The optimized program is a standard DSPy program either way — save(), load(), and Evaluate all work identically.

Important limitations

1. Instruction-only optimization — VizPy does NOT optimize Pydantic Field(description=...), InputField(desc=...), or OutputField(desc=...). Same limitation as GEPA. See /dspy-gepa for a workaround (flatten field descriptions into the instruction).

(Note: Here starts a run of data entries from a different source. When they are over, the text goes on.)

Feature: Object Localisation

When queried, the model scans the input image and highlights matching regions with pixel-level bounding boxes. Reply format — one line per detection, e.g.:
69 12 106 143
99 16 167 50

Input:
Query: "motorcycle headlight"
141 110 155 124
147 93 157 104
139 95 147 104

2. SaaS dependency — your training data is sent to VizPy's servers for optimization. Check your data privacy requirements.

3. No offline mode — requires internet access and a valid API key.

4. Free tier limits — 10 optimization runs per month. Each .compile() call counts as one run.

Verifying the optimization

After running .compile(), compare baseline vs optimized:

from dspy.evaluate import Evaluate

evaluator = Evaluate(devset=devset, metric=metric, num_threads=4)

# Baseline
baseline_score = evaluator(program)
print(f"Baseline: {baseline_score}")

# After VizPy optimization
optimized_score = evaluator(optimized)
print(f"Optimized: {optimized_score}")
print(f"Improvement: {optimized_score - baseline_score:.1f}%")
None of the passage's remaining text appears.